Applied Research

Black-cheeked Ant-Tanager (Habia atrimaxillaris)

The endangered Osa Resident Black-cheeked Ant-Tanager (Habia atrimaxillaris)

The Osa Peninsula of Costa Rica, and its environs, is one of the most biologically diverse places on earth, however, as in much of Latin America and world, bird populations are declining due to habitat loss, degradation and fragmentation. Billions of birds funnel down through Mexico and Central America from the United States and Canada to overwinter in and around the Osa Peninsula during their non-breeding period and depend on the warm tropical landscape for their survival during a large percentage of their lifecycle. Of the more than 450 species of birds residing on the Osa, almost one quarter are Neotropical winter residents or passage migrant birds, a handful of which are of conservation concern. As well, several year-round resident bird species are regional local endemics which are considered to be of global conservation concern or are currently threatened or endangered according to the International Union for the Conservation of Nature (IUCN).

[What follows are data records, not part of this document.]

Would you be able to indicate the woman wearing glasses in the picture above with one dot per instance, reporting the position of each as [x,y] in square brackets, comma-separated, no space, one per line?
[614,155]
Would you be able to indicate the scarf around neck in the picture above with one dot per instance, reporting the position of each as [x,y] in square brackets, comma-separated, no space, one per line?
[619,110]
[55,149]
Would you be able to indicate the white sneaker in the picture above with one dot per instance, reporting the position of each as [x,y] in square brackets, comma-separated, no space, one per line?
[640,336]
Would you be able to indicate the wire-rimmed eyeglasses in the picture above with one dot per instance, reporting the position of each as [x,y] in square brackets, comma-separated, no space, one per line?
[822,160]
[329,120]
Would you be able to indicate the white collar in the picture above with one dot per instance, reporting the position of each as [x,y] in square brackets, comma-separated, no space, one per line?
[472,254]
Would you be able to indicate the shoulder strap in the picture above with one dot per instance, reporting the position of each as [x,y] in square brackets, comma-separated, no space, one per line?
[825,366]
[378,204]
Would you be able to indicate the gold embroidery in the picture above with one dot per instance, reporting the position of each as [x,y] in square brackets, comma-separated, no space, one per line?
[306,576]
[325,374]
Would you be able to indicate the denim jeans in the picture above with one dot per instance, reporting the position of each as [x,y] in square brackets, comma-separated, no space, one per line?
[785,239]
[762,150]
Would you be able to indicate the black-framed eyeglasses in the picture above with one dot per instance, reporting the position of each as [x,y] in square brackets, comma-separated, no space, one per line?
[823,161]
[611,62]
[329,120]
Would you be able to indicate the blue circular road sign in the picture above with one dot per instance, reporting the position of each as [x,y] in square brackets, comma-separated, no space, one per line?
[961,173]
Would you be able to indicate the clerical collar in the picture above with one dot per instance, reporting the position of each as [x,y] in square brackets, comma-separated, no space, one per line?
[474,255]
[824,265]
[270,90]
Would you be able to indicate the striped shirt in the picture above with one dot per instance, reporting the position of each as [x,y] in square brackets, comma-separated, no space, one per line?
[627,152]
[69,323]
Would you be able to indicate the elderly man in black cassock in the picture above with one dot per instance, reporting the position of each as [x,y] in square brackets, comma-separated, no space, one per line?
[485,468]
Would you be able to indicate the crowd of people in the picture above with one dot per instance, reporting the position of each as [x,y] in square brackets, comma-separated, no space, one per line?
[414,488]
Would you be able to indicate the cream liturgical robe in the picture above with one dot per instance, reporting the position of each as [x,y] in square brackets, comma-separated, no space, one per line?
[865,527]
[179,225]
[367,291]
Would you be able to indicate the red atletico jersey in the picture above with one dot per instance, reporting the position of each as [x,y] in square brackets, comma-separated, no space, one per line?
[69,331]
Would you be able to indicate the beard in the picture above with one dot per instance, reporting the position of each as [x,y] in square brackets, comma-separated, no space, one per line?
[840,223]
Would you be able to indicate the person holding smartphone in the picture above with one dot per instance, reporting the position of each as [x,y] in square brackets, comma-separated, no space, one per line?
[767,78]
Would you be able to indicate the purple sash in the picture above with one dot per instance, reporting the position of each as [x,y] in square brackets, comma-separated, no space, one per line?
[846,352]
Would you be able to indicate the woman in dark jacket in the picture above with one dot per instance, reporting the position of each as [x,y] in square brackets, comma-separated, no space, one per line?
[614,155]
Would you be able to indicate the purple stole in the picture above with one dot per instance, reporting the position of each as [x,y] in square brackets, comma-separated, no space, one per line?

Osa Birds was born out of the need to focus attention and resources on the environmental impacts that may be limiting migratory bird populations while in their tropical winter habitat, and to concentrate efforts to understanding factors limiting resident bird species such as habitat degradation, reproductive limits, food resource availability, and catastrophic climatic events.

Osa Birds scientific objectives are to obtain ecological baseline data of sensitive and endangered species to determine critical habitat needs, and available biological connectivity across the landscape. Birds are excellent indicators of healthy ecosystem function which is vital to not only bird populations but the Costa Rican communities that live within them as well.